When user wants to run /opt/GPDSB/tpcds.sh as role ${ADMIN_USER} against a custom database, for example, if people wish to run tpcds as gpadmin user against a database named test, they can simply change the following line in gpdsb_variables.sh and then source it:
export PGDATABASE="test"
and executing the script ./tpcds.sh it'd fail with:
psql:/opt/GPDSB/05_sql/101.dsbench.01.sql:25: ERROR: relation "store_returns" does not exist
LINE 5: from store_returns
GPDSB 1.0
The query content indicated that it's querying the table store_returns without specifying any schema:
$ cat /opt/GPDSB/05_sql/101.dsbench.01.sql
set role dsbench;
:EXPLAIN_ANALYZE
-- start query 12 in stream 0 using template query1.tpl and seed 893351816
with customer_total_return as
(select sr_customer_sk as ctr_customer_sk
,sr_store_sk as ctr_store_sk
,sum(SR_RETURN_TAX) as ctr_total_return
from store_returns
,date_dim
where sr_returned_date_sk = d_date_sk
and d_year =2001
group by sr_customer_sk
,sr_store_sk)
select c_customer_id
from customer_total_return ctr1
,store
,customer
where ctr1.ctr_total_return > (select avg(ctr_total_return)*1.2
from customer_total_return ctr2
where ctr1.ctr_store_sk = ctr2.ctr_store_sk)

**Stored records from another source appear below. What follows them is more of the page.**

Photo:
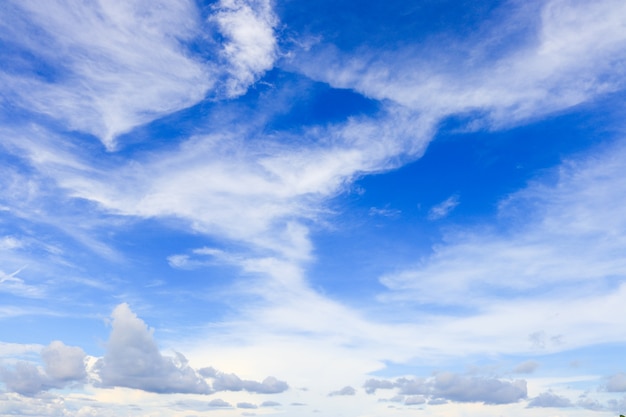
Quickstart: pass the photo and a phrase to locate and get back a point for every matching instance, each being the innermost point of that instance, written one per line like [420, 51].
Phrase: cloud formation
[548, 399]
[250, 47]
[455, 387]
[347, 390]
[63, 365]
[132, 359]
[114, 66]
[617, 383]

and s_store_sk = ctr1.ctr_store_sk
and s_state = 'TN'
and ctr1.ctr_customer_sk = c_customer_sk
order by c_customer_id
limit 100;
-- end query 12 in stream 0 using template query1.tpl
This table was created under tpcds schema during previous steps:
$ cat 03_ddl/018.gpdb.store_returns.sql
CREATE TABLE tpcds.store_returns (
sr_returned_date_sk integer,
sr_return_time_sk integer,
sr_item_sk integer NOT NULL,
sr_customer_sk integer,
sr_cdemo_sk integer,
sr_hdemo_sk integer,
sr_addr_sk integer,
sr_store_sk integer,
sr_reason_sk integer,
sr_ticket_number bigint NOT NULL,
sr_return_quantity integer,
sr_return_amt numeric(7,2),
sr_return_tax numeric(7,2),
sr_return_amt_inc_tax numeric(7,2),
sr_fee numeric(7,2),
sr_return_ship_cost numeric(7,2),
sr_refunded_cash numeric(7,2),
sr_reversed_charge numeric(7,2),
sr_store_credit numeric(7,2),
sr_net_loss numeric(7,2)
)
WITH (:MEDIUM_STORAGE)
:DISTRIBUTED_BY
partition by range(sr_returned_date_sk)
(start(2450815) INCLUSIVE end(2453005) INCLUSIVE every (100),
default partition others);
However, GPDSB tpcds.sh did not alter the search_path for custom database, it only altered for database ${ADMIN_USER}, so for a custom database the search_path remain as default public, which further result in "relation does not exist" error.
$ grep -n search_path /opt/GPDSB/03_ddl/rollout.sh.bak
80:SetSearchPath="ALTER database ${ADMIN_USER} SET search_path=tpcds, \"\${ADMIN_USER}\", public"
95:log_time "Set search_path for database ${ADMIN_USER}"
Resolution
Upgrade to GPDSB1.1 to fix this issue.
Temporary Workaround
Once tpcds schema is crearted, run ALTER DATABASE <database_name> SET search_path TO tpcds, public; to change the search path
2 more possible scenario if the error persists even after performing the workaround
Scenario #1
If there's any role config on ${ADMIN_USER} to set search_path, it will override the above query. For example if here is a ${ADMIN_USER} - gpadmin is with:
gpadmin=# select rolname, rolconfig from pg_roles where rolname='gpadmin';
rolname | rolconfig
---------+-----------
gpadmin | {"search_path=\"$user\", public"}
(1 row)
The tpc-ds benchmark run will keep failing, in this case, either:
- Reset the role search_path if it's not required
alter role gpadmin reset search_path ;
- Add tpcds into the search_path:
alter role gpadmin set search_path=tpcds, "$user", public ;
Scenario #2
- If there are any statement that was trying to set search_path when psql via .psqlrc, it will also result in the same error, for example:
# cat /home/gpadmin/.psqlrc
set search_path=public;
- In this case remove the line in .psqlrc if it is not required.